Intervention de Frédéric Valletoux

Réunion du jeudi 26 avril 2018 à 10h30
Commission d'enquête sur l'égal accès aux soins des français sur l'ensemble du territoire et sur l'efficacité des politiques publiques mises en œuvre pour lutter contre la désertification médicale en milieux rural et urbain

Frédéric Valletoux, président de la Fédération hospitalière de France :

Les consultations avancées sont bien entendu utiles, nécessaires et opportunes. Il en existe déjà, mais des freins réglementaires subsistent qu'il faut lever, notamment au sujet de la rémunération des praticiens. Je citerai l'exemple de Belle-Île-en-Mer : si les médecins de l'hôpital de Vannes ne s'étaient pas retroussé les manches, ils n'auraient pas permis d'irriguer à nouveau l'offre médicale dans une île où vivent 5 000 habitants l'hiver et où ne restait qu'un médecin libéral. Les consultations avancées évitent aux Bellilois d'aller sur le continent et la pratique mixte ville-hôpital a rendu l'installation plus attractive pour les médecins généralistes libéraux, si bien que Belle-Île n'est plus le désert médical qu'elle était il y a quelques années. C'est un exemple parmi beaucoup d'autres. Raisonner sur l'offre de santé d'un territoire permet de déceler les besoins de consultations ici ou là. En dépit des freins réglementaires qui subsistent en matière de rémunération, cette pratique utile va se développer.

Que l'Occitanie soit une belle région et qu'elle compte deux facultés de médecine n'empêche pas qu'elle soit confrontée comme toutes les autres à la vacance des emplois hospitaliers, dans la proportion que j'ai dite et qui doublera dans les cinq ans, ce qui est un sujet d'inquiétude, Mesdames et messieurs les députés, n'oubliez pas, au moment de rédiger vos recommandations, que les déserts médicaux concernent aussi les hôpitaux !

Je suis favorable sans réserve à ce que tout établissement pratique les urgences s'il a les forces médicales adéquates et s'il en a le désir. Toutefois, répondre aux urgences signifie que l'on respecte la notion de service public et ce que cela implique en termes de droits et de devoirs : droits parce que cette activité fait l'objet de financements particuliers, devoirs parce qu'il n'y a pas de discrimination à l'entrée des urgences, que l'on participe pleinement aux obligations de service public et que l'on répond à la demande 24 heures sur 24. Or, de nombreuses informations remontent des territoires selon lesquelles des établissements privés limitent leurs activités d'urgence – et l'affichent. J'ai ainsi sous les yeux un courrier envoyé à l'ARS par des chirurgiens orthopédistes exerçant dans une grande capitale régionale à l'Est de la France. « Notre objectif », expliquent-ils, « est de participer à l'accueil des urgences orthopédiques en tenant compte de nos spécificités de structure, d'organisation et de compétence. Et donc ainsi, nous limitons la prise en charge des patients adultes ne relevant pas d'un délai de prise en charge de moins de six heures, excluant d'entrée de jeu les pathologies suivantes : les polytraumatisés, les polyfracturés, la traumatologie du rachis, les fractures ouvertes… ». Une liste complète de pathologies refusées est donc envoyée à l'ARS, à laquelle on explique en bref que l'on veut bien participer aux urgences mais pas à toutes, au soin de certaines pathologies mais pas de toutes… Je sais que la FHP condamne ces pratiques, mais telle est parfois la réalité. Encore une fois, si l'on participe à l'organisation du service d'urgence, c'est à la condition de souscrire pleinement aux obligations que cela entraîne : la non-sélection et l'entière participation à la permanence des soins à toute heure, tous les jours.

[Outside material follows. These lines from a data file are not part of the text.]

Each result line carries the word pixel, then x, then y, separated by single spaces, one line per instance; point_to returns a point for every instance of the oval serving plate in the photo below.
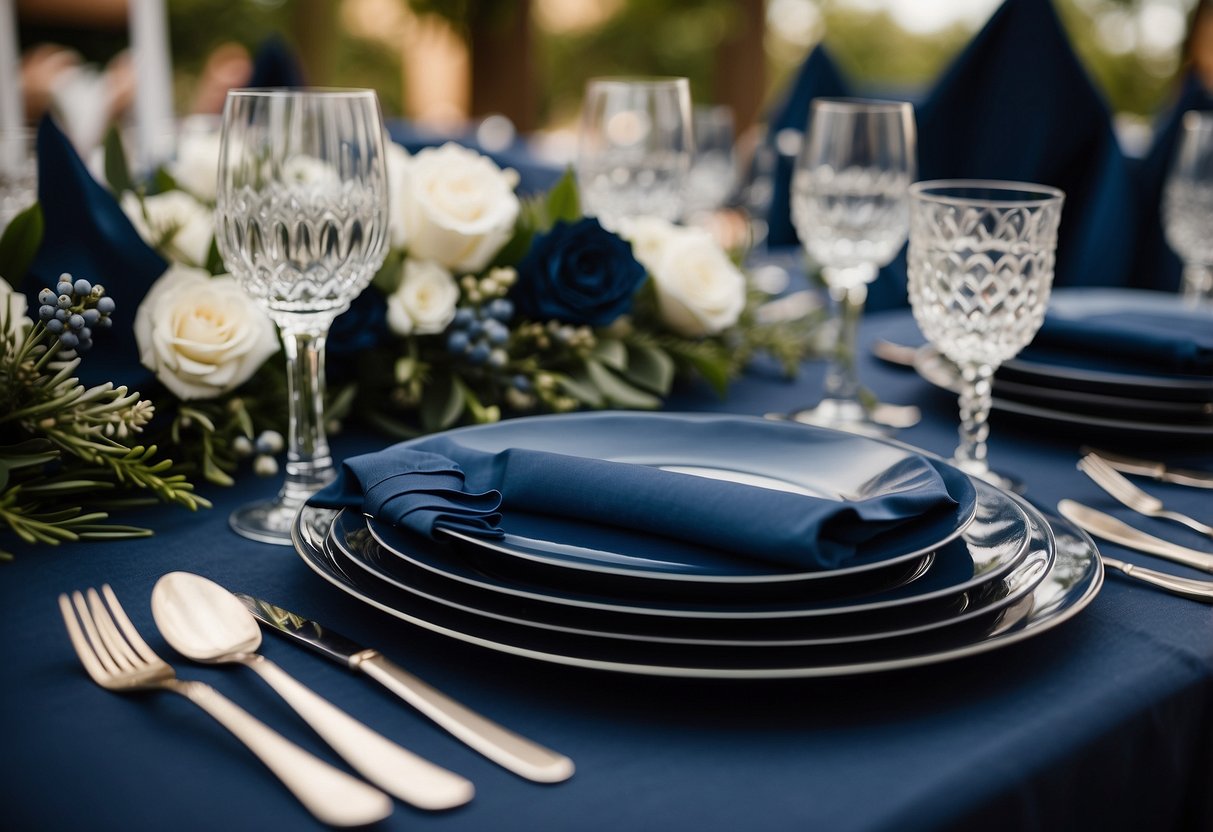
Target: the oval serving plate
pixel 797 457
pixel 1066 588
pixel 991 545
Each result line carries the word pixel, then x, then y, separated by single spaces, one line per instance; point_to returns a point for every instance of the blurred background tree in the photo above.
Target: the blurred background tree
pixel 440 61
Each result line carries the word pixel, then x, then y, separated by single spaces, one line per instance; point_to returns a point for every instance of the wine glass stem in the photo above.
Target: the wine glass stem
pixel 308 461
pixel 977 382
pixel 1197 283
pixel 842 375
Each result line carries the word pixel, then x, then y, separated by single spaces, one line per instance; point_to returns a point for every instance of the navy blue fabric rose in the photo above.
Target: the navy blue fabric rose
pixel 577 273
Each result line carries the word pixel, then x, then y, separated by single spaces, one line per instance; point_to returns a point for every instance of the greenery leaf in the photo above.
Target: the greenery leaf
pixel 563 201
pixel 618 392
pixel 20 244
pixel 118 175
pixel 650 368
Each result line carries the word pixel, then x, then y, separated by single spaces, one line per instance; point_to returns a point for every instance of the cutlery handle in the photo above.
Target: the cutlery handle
pixel 329 793
pixel 502 746
pixel 1190 522
pixel 386 764
pixel 1188 587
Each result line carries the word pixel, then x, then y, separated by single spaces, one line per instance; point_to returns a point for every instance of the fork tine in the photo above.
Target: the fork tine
pixel 132 634
pixel 90 628
pixel 84 650
pixel 118 648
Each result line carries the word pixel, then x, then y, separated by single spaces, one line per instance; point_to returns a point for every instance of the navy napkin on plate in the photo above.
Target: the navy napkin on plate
pixel 1017 104
pixel 1150 341
pixel 439 483
pixel 87 235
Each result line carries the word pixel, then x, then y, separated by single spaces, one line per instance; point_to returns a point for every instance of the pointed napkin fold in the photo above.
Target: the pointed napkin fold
pixel 87 235
pixel 439 483
pixel 1145 341
pixel 1017 104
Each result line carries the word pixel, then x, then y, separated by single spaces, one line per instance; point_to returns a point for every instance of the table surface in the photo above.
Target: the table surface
pixel 1105 721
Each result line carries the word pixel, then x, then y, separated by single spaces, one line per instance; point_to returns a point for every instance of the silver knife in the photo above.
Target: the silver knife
pixel 1152 469
pixel 1109 528
pixel 502 746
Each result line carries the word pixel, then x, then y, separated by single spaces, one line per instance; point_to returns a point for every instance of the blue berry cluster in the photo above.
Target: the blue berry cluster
pixel 480 334
pixel 73 309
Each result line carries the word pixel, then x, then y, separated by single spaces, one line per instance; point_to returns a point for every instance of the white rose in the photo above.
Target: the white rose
pixel 197 165
pixel 172 222
pixel 13 308
pixel 200 335
pixel 699 289
pixel 397 160
pixel 425 302
pixel 459 208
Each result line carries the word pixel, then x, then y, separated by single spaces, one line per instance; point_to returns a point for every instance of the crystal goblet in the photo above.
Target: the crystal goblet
pixel 635 148
pixel 980 271
pixel 301 216
pixel 1188 205
pixel 850 211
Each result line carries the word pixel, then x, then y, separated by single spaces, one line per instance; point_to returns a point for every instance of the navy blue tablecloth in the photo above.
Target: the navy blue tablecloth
pixel 1105 722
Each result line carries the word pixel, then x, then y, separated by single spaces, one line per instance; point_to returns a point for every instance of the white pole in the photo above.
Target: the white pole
pixel 153 84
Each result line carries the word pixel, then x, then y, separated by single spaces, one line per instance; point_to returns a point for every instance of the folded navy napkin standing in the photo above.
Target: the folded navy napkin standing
pixel 87 234
pixel 439 483
pixel 1156 265
pixel 1017 104
pixel 818 78
pixel 1154 342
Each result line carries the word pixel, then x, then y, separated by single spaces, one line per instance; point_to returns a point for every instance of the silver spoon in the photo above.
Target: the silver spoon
pixel 205 622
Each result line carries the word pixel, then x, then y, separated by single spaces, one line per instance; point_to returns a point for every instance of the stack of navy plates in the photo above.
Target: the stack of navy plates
pixel 1129 398
pixel 990 573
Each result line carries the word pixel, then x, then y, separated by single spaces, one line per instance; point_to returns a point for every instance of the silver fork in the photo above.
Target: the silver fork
pixel 1128 494
pixel 118 659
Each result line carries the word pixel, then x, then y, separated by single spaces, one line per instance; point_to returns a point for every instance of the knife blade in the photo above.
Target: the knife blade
pixel 1159 471
pixel 502 746
pixel 1111 529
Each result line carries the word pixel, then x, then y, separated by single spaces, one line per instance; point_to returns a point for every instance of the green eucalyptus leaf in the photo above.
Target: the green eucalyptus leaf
pixel 563 201
pixel 650 368
pixel 581 388
pixel 20 243
pixel 443 404
pixel 618 392
pixel 118 175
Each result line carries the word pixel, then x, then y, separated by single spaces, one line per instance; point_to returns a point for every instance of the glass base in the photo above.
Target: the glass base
pixel 266 522
pixel 852 416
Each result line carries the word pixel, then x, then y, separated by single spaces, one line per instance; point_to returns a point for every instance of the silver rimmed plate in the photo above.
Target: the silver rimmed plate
pixel 1069 585
pixel 795 457
pixel 994 543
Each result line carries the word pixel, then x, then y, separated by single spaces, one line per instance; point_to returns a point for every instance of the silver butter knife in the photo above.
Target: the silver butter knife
pixel 1128 465
pixel 502 746
pixel 1109 528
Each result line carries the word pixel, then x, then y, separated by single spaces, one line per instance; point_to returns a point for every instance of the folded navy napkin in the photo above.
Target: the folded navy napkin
pixel 86 234
pixel 1148 341
pixel 439 483
pixel 1017 104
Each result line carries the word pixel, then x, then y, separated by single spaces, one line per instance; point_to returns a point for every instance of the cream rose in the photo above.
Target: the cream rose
pixel 397 160
pixel 200 335
pixel 457 206
pixel 172 222
pixel 197 166
pixel 426 300
pixel 699 289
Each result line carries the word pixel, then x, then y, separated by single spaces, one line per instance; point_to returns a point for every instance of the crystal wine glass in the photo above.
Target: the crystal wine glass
pixel 1188 205
pixel 301 217
pixel 980 269
pixel 635 148
pixel 850 211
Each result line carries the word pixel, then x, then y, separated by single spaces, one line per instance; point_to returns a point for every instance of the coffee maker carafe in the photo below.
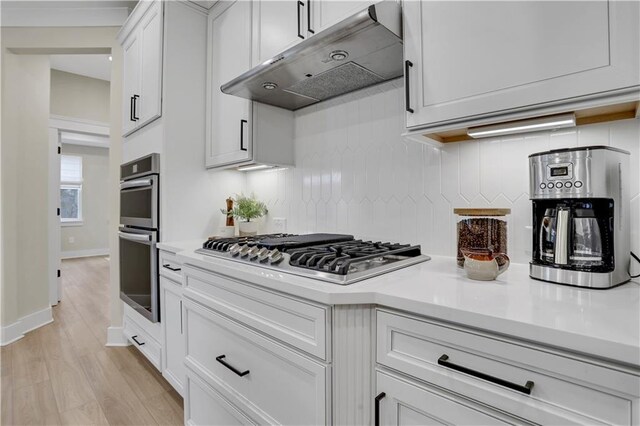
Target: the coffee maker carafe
pixel 580 216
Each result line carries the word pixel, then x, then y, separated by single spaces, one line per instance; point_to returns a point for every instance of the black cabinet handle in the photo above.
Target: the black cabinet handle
pixel 135 104
pixel 136 340
pixel 377 408
pixel 131 107
pixel 242 123
pixel 299 24
pixel 221 358
pixel 407 99
pixel 526 389
pixel 171 268
pixel 309 17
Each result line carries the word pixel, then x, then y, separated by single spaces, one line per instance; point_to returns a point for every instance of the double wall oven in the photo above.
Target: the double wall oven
pixel 138 234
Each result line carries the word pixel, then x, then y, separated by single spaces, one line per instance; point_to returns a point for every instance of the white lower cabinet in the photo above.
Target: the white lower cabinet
pixel 268 382
pixel 172 326
pixel 472 368
pixel 206 406
pixel 404 402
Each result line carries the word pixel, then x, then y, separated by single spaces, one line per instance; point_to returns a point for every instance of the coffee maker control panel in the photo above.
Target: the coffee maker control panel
pixel 560 179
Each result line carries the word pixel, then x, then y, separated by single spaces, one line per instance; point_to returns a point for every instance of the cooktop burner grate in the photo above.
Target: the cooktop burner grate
pixel 350 256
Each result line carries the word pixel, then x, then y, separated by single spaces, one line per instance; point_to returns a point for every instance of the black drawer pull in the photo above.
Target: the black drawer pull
pixel 242 123
pixel 221 358
pixel 526 389
pixel 136 340
pixel 377 408
pixel 135 106
pixel 171 268
pixel 131 108
pixel 309 17
pixel 407 99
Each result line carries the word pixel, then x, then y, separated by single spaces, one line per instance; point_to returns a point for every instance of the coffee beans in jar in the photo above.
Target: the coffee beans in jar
pixel 481 228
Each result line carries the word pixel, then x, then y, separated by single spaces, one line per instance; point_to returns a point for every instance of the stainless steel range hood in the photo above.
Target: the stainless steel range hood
pixel 360 51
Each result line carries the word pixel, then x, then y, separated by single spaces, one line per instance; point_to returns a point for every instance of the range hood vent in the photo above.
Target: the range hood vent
pixel 360 51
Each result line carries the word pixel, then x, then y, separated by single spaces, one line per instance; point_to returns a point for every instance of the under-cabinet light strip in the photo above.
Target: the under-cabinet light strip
pixel 256 167
pixel 532 125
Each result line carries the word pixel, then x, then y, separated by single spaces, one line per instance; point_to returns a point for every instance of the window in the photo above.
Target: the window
pixel 70 188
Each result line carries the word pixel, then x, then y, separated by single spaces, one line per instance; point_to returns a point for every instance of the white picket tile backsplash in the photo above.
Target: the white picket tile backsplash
pixel 356 174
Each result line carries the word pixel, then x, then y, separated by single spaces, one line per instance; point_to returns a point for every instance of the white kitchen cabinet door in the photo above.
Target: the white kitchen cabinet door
pixel 150 65
pixel 229 127
pixel 325 13
pixel 141 39
pixel 172 323
pixel 131 81
pixel 402 402
pixel 278 25
pixel 485 59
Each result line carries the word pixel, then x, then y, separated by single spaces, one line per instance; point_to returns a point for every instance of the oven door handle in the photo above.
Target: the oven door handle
pixel 136 183
pixel 135 237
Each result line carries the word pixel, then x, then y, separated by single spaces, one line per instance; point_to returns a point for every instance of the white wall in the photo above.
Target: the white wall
pixel 355 174
pixel 25 115
pixel 91 236
pixel 77 96
pixel 25 121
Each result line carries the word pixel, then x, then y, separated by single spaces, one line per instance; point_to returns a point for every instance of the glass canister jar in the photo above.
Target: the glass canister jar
pixel 481 228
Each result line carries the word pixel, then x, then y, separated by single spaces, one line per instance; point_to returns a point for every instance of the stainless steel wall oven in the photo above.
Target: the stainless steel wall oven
pixel 138 234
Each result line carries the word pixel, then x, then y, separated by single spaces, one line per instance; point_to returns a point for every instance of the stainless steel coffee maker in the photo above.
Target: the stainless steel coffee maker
pixel 580 216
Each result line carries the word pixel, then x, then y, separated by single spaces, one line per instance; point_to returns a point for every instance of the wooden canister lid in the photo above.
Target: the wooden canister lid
pixel 482 212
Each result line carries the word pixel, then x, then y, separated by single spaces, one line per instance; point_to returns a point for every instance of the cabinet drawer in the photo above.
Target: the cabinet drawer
pixel 146 344
pixel 562 386
pixel 271 383
pixel 298 323
pixel 169 266
pixel 407 403
pixel 205 406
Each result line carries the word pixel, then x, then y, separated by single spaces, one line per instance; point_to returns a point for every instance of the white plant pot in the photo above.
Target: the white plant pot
pixel 248 228
pixel 227 231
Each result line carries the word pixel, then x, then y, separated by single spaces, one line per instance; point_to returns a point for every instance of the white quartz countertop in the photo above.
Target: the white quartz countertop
pixel 599 323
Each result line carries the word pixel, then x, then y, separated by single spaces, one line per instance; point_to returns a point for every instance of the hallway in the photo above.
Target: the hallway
pixel 63 374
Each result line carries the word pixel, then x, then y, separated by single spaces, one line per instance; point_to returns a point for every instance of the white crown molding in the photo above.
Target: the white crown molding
pixel 18 329
pixel 64 16
pixel 78 125
pixel 82 139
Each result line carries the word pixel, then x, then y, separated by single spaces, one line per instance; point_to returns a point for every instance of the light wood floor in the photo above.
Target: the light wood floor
pixel 63 374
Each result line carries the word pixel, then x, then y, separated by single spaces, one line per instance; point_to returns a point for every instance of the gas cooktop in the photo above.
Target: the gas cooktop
pixel 336 258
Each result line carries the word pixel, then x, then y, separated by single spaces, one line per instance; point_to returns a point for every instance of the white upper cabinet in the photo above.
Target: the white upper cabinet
pixel 131 83
pixel 467 61
pixel 278 25
pixel 325 13
pixel 141 39
pixel 228 132
pixel 241 132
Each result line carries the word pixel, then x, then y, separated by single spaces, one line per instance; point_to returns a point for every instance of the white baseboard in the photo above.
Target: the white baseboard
pixel 17 330
pixel 84 253
pixel 115 337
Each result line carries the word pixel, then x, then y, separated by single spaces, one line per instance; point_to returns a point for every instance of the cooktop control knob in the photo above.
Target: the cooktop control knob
pixel 275 257
pixel 253 252
pixel 263 254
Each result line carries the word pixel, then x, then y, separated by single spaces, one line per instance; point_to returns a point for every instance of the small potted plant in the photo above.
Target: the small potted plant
pixel 229 229
pixel 245 210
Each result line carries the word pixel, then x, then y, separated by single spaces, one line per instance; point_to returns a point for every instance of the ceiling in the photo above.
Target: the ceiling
pixel 94 66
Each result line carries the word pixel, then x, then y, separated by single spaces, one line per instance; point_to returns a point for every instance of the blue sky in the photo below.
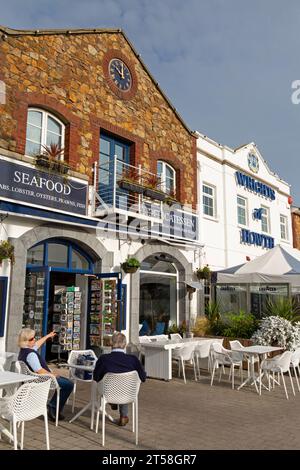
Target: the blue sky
pixel 226 65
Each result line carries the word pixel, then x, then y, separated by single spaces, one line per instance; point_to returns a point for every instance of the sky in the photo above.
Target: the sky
pixel 226 65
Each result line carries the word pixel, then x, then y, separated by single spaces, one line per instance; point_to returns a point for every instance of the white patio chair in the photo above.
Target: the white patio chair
pixel 22 368
pixel 235 344
pixel 119 389
pixel 72 361
pixel 278 365
pixel 184 353
pixel 221 357
pixel 176 337
pixel 27 403
pixel 202 351
pixel 295 359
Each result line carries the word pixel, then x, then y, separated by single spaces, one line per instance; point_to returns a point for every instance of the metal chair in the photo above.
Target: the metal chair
pixel 72 361
pixel 184 353
pixel 27 403
pixel 22 368
pixel 119 389
pixel 278 365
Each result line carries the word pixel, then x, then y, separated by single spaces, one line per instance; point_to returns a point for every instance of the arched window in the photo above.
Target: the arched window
pixel 43 129
pixel 167 176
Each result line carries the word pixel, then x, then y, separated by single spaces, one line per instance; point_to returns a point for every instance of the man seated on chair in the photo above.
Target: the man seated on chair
pixel 29 354
pixel 118 362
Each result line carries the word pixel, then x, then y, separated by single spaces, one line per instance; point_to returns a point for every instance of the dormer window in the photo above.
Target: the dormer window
pixel 167 176
pixel 43 129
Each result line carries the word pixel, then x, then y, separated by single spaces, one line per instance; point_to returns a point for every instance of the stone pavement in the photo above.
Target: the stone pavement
pixel 173 415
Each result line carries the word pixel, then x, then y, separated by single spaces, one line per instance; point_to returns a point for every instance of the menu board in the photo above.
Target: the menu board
pixel 33 310
pixel 102 311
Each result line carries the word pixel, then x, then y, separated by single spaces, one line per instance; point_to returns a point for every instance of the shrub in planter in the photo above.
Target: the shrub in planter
pixel 7 251
pixel 277 331
pixel 203 273
pixel 131 265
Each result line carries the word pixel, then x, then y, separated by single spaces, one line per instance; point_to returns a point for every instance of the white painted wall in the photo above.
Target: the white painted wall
pixel 220 236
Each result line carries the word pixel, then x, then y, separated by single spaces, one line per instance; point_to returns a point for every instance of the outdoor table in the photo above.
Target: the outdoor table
pixel 91 403
pixel 252 351
pixel 11 378
pixel 158 355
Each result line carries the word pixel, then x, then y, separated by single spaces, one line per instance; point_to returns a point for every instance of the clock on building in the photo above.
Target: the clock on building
pixel 120 74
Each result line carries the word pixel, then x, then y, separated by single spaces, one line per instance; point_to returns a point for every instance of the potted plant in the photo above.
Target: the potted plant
pixel 203 273
pixel 152 190
pixel 50 159
pixel 130 181
pixel 131 265
pixel 7 251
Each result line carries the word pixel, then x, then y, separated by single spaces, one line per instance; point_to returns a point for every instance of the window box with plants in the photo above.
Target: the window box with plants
pixel 131 265
pixel 7 251
pixel 152 189
pixel 204 273
pixel 50 159
pixel 130 182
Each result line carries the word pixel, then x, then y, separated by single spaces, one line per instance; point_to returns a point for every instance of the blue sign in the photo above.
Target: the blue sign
pixel 24 184
pixel 255 186
pixel 258 239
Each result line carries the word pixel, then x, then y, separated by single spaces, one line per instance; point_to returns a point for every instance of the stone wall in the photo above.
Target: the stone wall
pixel 67 75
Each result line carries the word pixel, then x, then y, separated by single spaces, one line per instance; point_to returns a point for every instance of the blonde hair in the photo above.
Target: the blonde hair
pixel 24 335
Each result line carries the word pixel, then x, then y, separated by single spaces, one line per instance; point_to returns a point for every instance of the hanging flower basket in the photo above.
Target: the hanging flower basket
pixel 131 265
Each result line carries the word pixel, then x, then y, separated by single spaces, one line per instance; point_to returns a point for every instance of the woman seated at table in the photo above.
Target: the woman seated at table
pixel 36 363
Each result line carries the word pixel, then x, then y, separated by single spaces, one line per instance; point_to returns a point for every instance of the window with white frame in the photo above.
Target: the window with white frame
pixel 43 129
pixel 284 227
pixel 208 200
pixel 167 176
pixel 265 219
pixel 242 210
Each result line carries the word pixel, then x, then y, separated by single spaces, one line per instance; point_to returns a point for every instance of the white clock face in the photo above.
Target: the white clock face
pixel 120 74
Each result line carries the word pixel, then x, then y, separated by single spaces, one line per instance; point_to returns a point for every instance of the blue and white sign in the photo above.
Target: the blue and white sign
pixel 39 188
pixel 253 163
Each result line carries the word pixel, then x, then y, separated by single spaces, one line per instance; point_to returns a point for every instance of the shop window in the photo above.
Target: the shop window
pixel 167 176
pixel 3 293
pixel 284 227
pixel 35 256
pixel 265 219
pixel 208 200
pixel 242 210
pixel 57 255
pixel 79 261
pixel 42 130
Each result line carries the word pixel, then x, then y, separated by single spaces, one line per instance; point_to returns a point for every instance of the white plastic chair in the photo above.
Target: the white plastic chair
pixel 235 344
pixel 22 368
pixel 202 351
pixel 72 361
pixel 278 365
pixel 176 337
pixel 119 389
pixel 184 353
pixel 27 403
pixel 295 359
pixel 221 357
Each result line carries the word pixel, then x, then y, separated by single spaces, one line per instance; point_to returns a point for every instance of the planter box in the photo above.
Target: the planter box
pixel 155 194
pixel 131 186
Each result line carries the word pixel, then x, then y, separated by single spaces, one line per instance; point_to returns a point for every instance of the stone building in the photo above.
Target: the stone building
pixel 89 94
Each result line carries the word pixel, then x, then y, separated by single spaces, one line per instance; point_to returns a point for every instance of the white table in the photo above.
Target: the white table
pixel 158 355
pixel 252 351
pixel 11 378
pixel 91 404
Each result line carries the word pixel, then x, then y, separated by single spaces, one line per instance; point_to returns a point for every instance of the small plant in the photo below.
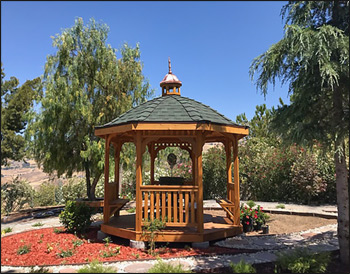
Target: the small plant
pixel 57 230
pixel 242 267
pixel 107 241
pixel 301 260
pixel 163 267
pixel 96 267
pixel 77 242
pixel 65 253
pixel 24 249
pixel 76 217
pixel 131 210
pixel 150 231
pixel 136 255
pixel 38 224
pixel 110 252
pixel 41 269
pixel 281 206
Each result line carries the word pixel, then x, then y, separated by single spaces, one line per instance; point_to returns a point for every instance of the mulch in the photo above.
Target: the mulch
pixel 49 248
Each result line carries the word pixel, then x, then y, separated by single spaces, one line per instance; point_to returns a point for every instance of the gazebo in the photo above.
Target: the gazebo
pixel 171 121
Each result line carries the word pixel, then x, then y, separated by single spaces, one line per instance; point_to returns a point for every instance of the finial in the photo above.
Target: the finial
pixel 169 65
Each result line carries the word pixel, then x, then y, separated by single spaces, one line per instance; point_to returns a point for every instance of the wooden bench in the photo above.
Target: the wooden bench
pixel 227 205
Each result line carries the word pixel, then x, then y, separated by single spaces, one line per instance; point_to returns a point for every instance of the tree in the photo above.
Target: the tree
pixel 16 102
pixel 313 57
pixel 85 85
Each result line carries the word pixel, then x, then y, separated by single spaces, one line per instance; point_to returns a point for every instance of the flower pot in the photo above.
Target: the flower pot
pixel 265 229
pixel 247 227
pixel 257 226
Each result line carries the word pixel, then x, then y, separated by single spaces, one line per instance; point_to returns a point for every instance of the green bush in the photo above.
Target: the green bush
pixel 301 260
pixel 74 189
pixel 214 173
pixel 15 195
pixel 97 267
pixel 76 217
pixel 242 267
pixel 163 267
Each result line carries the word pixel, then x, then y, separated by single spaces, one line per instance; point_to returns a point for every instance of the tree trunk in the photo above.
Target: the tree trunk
pixel 88 181
pixel 343 205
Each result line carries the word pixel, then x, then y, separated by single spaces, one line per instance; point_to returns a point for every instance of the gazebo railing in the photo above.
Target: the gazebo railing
pixel 174 205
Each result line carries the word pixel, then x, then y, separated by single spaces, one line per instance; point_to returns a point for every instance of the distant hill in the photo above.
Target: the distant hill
pixel 30 172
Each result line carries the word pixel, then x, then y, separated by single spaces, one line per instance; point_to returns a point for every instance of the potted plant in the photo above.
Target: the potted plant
pixel 246 218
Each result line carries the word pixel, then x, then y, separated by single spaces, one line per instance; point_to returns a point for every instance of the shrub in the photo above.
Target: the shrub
pixel 242 267
pixel 214 173
pixel 45 194
pixel 24 249
pixel 15 195
pixel 163 267
pixel 97 267
pixel 74 189
pixel 76 217
pixel 301 260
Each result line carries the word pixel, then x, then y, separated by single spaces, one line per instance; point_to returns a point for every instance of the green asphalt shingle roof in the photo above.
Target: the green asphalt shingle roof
pixel 171 108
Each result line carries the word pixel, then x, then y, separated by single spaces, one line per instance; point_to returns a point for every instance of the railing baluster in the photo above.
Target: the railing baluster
pixel 181 209
pixel 193 220
pixel 146 206
pixel 152 206
pixel 157 205
pixel 175 207
pixel 163 206
pixel 187 213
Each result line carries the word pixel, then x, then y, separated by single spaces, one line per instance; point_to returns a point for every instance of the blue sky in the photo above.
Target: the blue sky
pixel 211 44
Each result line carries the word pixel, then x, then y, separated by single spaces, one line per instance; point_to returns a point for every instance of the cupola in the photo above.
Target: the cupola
pixel 170 84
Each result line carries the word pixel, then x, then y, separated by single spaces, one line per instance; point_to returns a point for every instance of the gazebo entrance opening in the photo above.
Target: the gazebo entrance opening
pixel 171 121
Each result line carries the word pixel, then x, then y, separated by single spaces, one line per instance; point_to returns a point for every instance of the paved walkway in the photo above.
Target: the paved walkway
pixel 318 239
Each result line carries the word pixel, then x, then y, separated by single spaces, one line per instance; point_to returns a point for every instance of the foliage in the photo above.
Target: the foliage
pixel 85 86
pixel 150 230
pixel 110 252
pixel 302 261
pixel 65 253
pixel 162 267
pixel 15 195
pixel 45 194
pixel 40 269
pixel 242 267
pixel 214 173
pixel 24 249
pixel 76 217
pixel 16 102
pixel 96 267
pixel 6 230
pixel 74 189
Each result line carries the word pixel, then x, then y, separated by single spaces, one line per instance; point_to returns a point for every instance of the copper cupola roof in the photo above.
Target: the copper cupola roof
pixel 170 84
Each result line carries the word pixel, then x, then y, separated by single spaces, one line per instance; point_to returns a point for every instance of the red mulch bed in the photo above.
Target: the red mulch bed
pixel 39 240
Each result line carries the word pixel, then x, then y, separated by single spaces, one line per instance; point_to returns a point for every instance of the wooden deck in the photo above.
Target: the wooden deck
pixel 216 226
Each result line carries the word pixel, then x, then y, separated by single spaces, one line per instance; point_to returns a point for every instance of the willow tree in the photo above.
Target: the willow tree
pixel 313 57
pixel 85 85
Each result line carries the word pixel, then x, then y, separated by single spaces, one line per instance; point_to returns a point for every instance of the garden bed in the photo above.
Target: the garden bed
pixel 50 248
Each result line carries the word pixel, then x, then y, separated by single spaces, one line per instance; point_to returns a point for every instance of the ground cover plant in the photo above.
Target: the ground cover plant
pixel 50 248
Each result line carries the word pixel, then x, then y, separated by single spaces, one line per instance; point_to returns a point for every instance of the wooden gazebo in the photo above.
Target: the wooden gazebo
pixel 171 121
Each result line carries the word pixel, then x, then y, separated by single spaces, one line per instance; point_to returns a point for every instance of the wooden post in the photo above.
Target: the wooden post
pixel 199 179
pixel 153 156
pixel 236 183
pixel 228 145
pixel 138 214
pixel 106 173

Effectivement, les gens se rendent dans les services d'urgence plutôt que dans les maisons de santé. C'est que si l'accès aux soins est de plus en plus difficile sur le plan géographique, il l'est aussi sur le plan économique. Il n'en existe sans doute pas de mesure précise, mais si l'on prenait le temps d'étudier l'évolution du taux de renoncement aux soins, on s'apercevrait certainement qu'il va croissant. Des gens ne se font pas soigner ou espacent les consultations, et entrent finalement dans le système de soins alors qu'ils sont malades depuis longtemps sans que leur pathologie ait été décelée quand il l'aurait fallu, ce qui pose évidemment d'autres problèmes économiques à la collectivité.